PDF(Pubmed)
Abstract:
Chronic kidney disease (CKD) represents a major public health burden with increasing prevalence. Current therapies focus on delaying CKD progression, underscoring the need for innovative treatments. This necessitates animal models that accurately reflect human kidney pathologies, particularly for studying potential reversibility and regenerative mechanisms, which are often hindered by the progressive and irreversible nature of most CKD models. In this study, CKD was induced in mice using a 0.2% adenine-enriched diet for 4 weeks, followed by a recovery period of 1 or 2 weeks. The aim was to characterize the impact of adenine feeding on kidney function and injury as well as water and salt homeostasis throughout disease progression and recovery.
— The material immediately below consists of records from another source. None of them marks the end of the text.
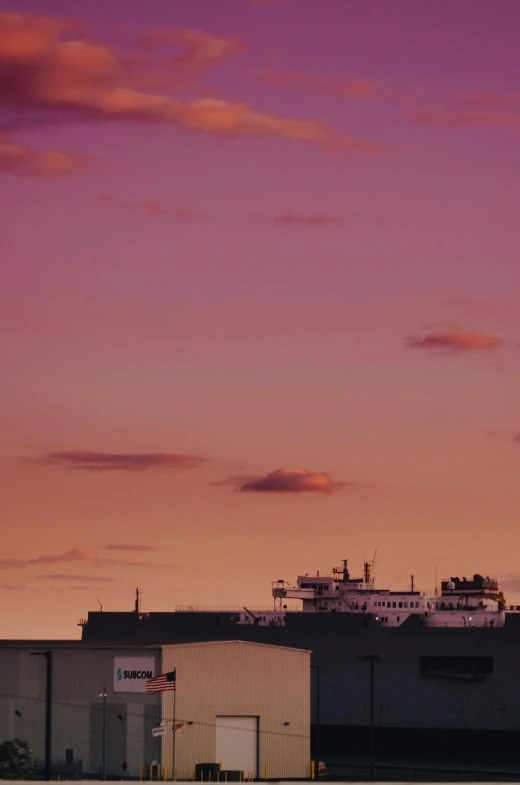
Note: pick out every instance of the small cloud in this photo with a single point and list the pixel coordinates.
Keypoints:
(78, 578)
(317, 219)
(447, 340)
(85, 460)
(130, 547)
(289, 480)
(21, 159)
The adenine diet induced CKD is characterized by impaired renal function, tubular injury, inflammation, and fibrosis. A significant decrease in urine osmolality, coupled with diminished aquaporin-2 (AQP2) expression and membrane targeting, was observed after adenine treatment. Intriguingly, these parameters exhibited a substantial increase after a two-week recovery period. Despite these functional improvements, only partial reversal of inflammation, tubular damage, and fibrosis were observed after the recovery period, indicating that the inclusion of the molecular and structural parameters is needed for a more complete monitoring of kidney status.
摘要:
慢性肾脏病(CKD)是主要的公共卫生负担,患病率不断增加。目前的治疗重点是延缓CKD进展,强调创新治疗的必要性。这就需要准确反映人类肾脏病理的动物模型,特别是研究潜在的可逆性和再生机制,这通常受到大多数CKD模型的进行性和不可逆性质的阻碍。在这项研究中,CKD在小鼠中使用0.2%腺嘌呤丰富的饮食诱导4周,然后是1或2周的恢复期。目的是表征腺嘌呤喂养在整个疾病进展和恢复过程中对肾功能和损伤以及水和盐稳态的影响。腺嘌呤饮食诱导的CKD的特点是肾功能受损,肾小管损伤,炎症,和纤维化。尿渗透压显著下降,伴随着水通道蛋白2(AQP2)表达和膜靶向减少,腺嘌呤处理后观察到。有趣的是,经过两周的恢复期,这些参数显着增加。尽管有这些功能改进,只是炎症的部分逆转,管道损坏,在恢复期后观察到纤维化,这表明需要包含分子和结构参数才能更完整地监测肾脏状态。